Blogs are not just for online diarists, they are a medium for professionals to discuss and exchange information about their fields. Nowhere is this truer than in the national security community. Everyday national security practitioners, researchers, writers, and reporters use blogs to publish news, analysis, and commentary on issues ranging from counterinsurgency doctrine to Chinese naval developments. For job seekers interested in working in the national security community, reading blogs can be an excellent and free way to keep up-to-date on the latest military and political developments. Below are ten of the best national security blogs to help get you started.
1) Danger Room – Run by Wired, Danger Room is one of the most respected and read national security blogs out there. Considering it is a part of Wired, it should not be a surprise that Danger Room focuses heavily on new military technologies such as unmanned aerial vehicles and new weapons, and it keeps with the casual, tongue-in-cheek vibe of Wired.com. However, in addition, Danger Room reporters have been responsible for breaking some of the most important national security stories in the last few years.

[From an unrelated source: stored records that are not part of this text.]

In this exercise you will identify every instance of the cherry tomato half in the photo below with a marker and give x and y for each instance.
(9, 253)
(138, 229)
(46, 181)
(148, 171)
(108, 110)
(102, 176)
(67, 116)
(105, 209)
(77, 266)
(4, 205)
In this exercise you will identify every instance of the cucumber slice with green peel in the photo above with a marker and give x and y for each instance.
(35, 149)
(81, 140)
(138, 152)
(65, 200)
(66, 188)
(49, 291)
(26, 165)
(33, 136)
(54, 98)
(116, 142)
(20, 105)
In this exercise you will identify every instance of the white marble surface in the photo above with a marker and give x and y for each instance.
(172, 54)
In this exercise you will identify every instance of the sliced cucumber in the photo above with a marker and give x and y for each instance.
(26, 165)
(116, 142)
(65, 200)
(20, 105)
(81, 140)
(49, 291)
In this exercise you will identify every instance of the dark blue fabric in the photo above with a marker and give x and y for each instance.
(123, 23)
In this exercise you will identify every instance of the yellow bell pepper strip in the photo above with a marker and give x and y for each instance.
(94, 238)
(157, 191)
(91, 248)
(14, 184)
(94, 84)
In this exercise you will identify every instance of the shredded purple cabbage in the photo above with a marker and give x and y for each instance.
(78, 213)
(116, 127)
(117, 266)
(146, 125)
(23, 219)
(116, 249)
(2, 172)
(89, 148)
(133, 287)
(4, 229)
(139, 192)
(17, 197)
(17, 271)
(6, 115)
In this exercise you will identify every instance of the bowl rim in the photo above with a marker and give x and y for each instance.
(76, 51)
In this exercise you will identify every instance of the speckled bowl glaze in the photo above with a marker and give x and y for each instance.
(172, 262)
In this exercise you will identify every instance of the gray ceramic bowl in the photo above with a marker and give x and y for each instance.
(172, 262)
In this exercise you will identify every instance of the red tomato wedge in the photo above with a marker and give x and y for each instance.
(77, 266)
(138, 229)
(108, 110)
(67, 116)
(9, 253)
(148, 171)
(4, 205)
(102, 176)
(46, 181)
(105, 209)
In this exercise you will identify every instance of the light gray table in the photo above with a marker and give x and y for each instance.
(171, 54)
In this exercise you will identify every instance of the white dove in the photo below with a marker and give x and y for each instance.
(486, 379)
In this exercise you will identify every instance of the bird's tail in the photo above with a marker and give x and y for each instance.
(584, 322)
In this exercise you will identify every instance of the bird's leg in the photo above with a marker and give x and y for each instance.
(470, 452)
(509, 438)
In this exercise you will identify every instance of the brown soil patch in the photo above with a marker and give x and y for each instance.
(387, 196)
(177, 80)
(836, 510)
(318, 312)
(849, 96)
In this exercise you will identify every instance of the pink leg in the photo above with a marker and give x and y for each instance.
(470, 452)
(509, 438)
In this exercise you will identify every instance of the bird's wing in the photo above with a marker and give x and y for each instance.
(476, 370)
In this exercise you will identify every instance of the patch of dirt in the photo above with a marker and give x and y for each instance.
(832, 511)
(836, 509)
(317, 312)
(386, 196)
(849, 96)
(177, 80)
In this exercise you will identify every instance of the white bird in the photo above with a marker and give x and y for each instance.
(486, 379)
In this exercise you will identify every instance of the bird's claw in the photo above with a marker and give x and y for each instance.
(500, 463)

2) Secrecy News – Secrecy News is the blog of the Federation of American Scientists, an independent think-tank which provides analysis and recommendations on national and international security issues connected to applied science and technology. Written by Steven Aftergood, who heads the Project on Government Secrecy, Secrecy News breaks news involving intelligence spending, classification guidelines and decisions, and other highly relevant information for the cleared community.
3) The Best Defense – The professional blog of Pulitzer Prize winning national security journalist Thomas E. Ricks, The Best Defense gives readers a good mix of posts on military affairs and foreign policy. Posts can range from a detailed analysis of Middle Eastern politics one day to a historical account of the U.S. civil war the next. The Best Defense also publishes a series of great guest posts, my personal favorite being Rebecca Frankel’s weekly discussion of war dogs.
4) New York Times: At War – At War is a reporting blog on armed conflict around the world, in particular Afghanistan, Pakistan, and Iraq. Its posts offer more traditional news and commentary than most blogs, but it still more informal that the rest of the New York Times. At War is also the writing home of one of the best war reporters alive today, C.J. Chivers, whose series of posts on small arms in Libya earned him respect from many in the national security community.
5) Washington Post: CheckPoint Washington – Whereas New York Times’ At War blog focuses on reporting for foreign conflicts, the Washington Post’s Checkpoint Washington examines national security from the domestic perspective. The blog is a national security wonk’s guide to the latest happens in the defense and intelligence communities. Posts focus heavily on the politics of national security policy in the DC area, with excellent analysis of Congressional activity and Department Of Defense news.